Ayat (2) Camat meneruskan laporan hasil pemilihan sebagaimana dimaksud ayat (1) kepada Bupati Paling lama 3 setelah menerima laporan Kepala Desa untuk diproses pengesahannya.
- BAB VI,- MASA KEANGGOTAAN,- Pasal 19 ayat (3) perlu dihapus karena :
- Dipandang bertentangan dengan asas legalstanding.
- Dipandang bertentangan dengan pasal 24 ayat (2) huruf a
- Dapat menjadi alasan Kepala desa untuk melaksanakan proses pemilihan anggota BPD yang baru karena ada kepentingan tertentu dan secara faktual tidak terjadi kevakuman Badan Permusyawaratan Desa.
- 24 ayat (3) pada frasa ‘’ diusulkan oleh Pimpinan BPD kepada Bupati diganti dengan frasa ‘’diusulkan oleh pimpinan BPD kepada Bupati melalui camat.
- Pasal 24 ayat (5) dihapus karena pengaturan tentang pemberhentian anggota BPD sudah cukup jelas dan tidak perlu dijabarkan lebih lanjut dengan Peraturan Bupati.
- Pasal 25 ayat (2) ditambahkan frasa atas usulan camat dengan mengacu pada perolehan suara terbanyak berikutnya pada dusun yang bersangkutan sebagaimana Berita acara pemilihan.
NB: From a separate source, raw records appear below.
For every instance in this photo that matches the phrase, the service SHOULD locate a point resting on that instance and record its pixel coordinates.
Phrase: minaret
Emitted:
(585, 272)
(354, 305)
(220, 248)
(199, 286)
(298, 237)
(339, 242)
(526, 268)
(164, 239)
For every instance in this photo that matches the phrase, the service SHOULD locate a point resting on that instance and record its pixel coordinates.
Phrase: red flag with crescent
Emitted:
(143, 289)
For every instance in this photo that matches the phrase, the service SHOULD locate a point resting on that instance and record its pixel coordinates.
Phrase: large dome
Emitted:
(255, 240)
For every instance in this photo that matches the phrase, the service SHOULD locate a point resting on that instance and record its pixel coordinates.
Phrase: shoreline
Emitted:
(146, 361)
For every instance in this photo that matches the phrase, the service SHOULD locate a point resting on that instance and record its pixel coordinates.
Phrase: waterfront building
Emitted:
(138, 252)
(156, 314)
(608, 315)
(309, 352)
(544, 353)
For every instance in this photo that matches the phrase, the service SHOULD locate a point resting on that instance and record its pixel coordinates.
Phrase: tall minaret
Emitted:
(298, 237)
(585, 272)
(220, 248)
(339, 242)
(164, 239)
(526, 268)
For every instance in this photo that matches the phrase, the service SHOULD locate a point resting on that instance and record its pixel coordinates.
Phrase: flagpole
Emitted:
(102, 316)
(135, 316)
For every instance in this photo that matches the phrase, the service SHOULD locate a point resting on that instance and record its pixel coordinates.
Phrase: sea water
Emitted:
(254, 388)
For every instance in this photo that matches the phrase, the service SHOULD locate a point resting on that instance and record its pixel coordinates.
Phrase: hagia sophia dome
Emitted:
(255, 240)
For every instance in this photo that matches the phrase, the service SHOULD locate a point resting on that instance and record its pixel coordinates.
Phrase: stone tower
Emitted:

- Pasal yang mengatur tentang penyesuaian kondisi senyatanya karena tidak terdapat Bakal Calon Anggota BPD yang memenuhi syarat Ijasah SLTP dihapus sebab berpotensi mendapatkan Anggota BPD yang tidak berkualitas dalam melaksanakan tugas dan fungsi sebagai anggota BPD.
- Pasal 25 ayat (3) dihapus karena pengaturan tentang pemberhentian anggota BPD sudah cukup jelas dan tidak perlu dijabarkan lebih lanjut dengan Peraturan Bupati.
Demikian catatan atas beberapa konsep perubahan, semoga bermanfaat sebagai pintu masuk dalam membangun diskusi demi pengayaan konsep perubahan atas ketiga PERDA ini.